Ninth planet may exist, say scientists

New York Times News Service

There might be a ninth planet in the solar system after all — and it is not Pluto.

On Wednesday, two astronomers reported that they had compelling signs of something bigger and farther away — something that would definitely satisfy the current definition of a planet, where Pluto falls short.

“We are pretty sure there’s one out there,” said Michael E. Brown, a professor of planetary astronomy at the California Institute of Technology.

What Brown and a fellow Caltech professor, Konstantin Batygin, have not done is actually find that planet, so it would be premature to revise mnemonics of the planets just yet.

In a paper in The Astronomical Journal, Professors Brown and Batygin lay out a detailed circumstantial argument for the planet’s existence in what astronomers have observed — a half-dozen small bodies in distant, highly elliptical orbits.

What is striking, the scientists said, is that the orbits of all six loop outward in the same quadrant of the solar system and are tilted at about the same angle. The odds of that happening by chance are about 1 in 14,000, Prof. Batygin said.

A ninth planet could be gravitationally herding them into these orbits.

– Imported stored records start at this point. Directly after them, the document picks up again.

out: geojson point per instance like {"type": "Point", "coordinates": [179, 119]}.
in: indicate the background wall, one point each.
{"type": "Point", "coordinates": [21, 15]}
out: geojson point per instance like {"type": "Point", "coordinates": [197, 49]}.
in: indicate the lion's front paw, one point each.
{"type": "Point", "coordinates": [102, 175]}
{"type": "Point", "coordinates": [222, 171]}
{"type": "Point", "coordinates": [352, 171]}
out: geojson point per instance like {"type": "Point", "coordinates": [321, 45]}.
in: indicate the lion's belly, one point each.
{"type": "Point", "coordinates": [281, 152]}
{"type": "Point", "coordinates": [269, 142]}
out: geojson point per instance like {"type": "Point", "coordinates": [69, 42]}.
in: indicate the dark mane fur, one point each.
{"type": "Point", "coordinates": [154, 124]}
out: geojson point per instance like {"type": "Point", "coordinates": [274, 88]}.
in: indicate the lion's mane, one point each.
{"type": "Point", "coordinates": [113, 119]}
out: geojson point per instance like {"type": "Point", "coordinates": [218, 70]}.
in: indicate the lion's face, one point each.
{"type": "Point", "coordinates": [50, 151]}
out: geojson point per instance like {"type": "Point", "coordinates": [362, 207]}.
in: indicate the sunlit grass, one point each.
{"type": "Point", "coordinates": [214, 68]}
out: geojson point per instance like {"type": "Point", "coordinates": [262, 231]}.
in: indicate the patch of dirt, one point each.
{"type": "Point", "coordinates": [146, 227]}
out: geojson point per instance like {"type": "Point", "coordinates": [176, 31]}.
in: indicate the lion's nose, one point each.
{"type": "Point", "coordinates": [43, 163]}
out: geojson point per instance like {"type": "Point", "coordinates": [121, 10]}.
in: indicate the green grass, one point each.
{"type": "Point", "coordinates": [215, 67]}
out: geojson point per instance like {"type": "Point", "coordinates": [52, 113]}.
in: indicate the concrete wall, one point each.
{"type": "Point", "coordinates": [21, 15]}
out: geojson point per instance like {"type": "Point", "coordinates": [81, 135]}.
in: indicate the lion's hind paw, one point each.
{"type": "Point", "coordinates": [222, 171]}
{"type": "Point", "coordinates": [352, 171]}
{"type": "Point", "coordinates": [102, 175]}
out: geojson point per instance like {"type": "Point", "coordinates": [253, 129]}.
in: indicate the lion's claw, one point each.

For the calculations to work, the planet would be quite large — at least as big as Earth, and likely much bigger — a mini-Neptune with a thick atmosphere around a rocky core, with perhaps 10 times the mass of Earth. It would dwarf Pluto, at about 4,500 times its mass.

Pluto, at its most distant, is 4.6 billion miles from the sun. The potential ninth planet, at its closest, would be about 20 billion miles away; at its farthest, it could be a trillion miles away. It would take from 10,000 to 20,000 years to complete one orbit around the sun.

“We have pretty good constraints on its orbit,” Brown said. “What we don’t know is where it is in its orbit, which is too bad.”

Alessandro Morbidelli of the Côte d’Azur Observatory in France, an expert in dynamics of the solar system, said he was convinced. “I think the chase is now on to find this planet,” he said.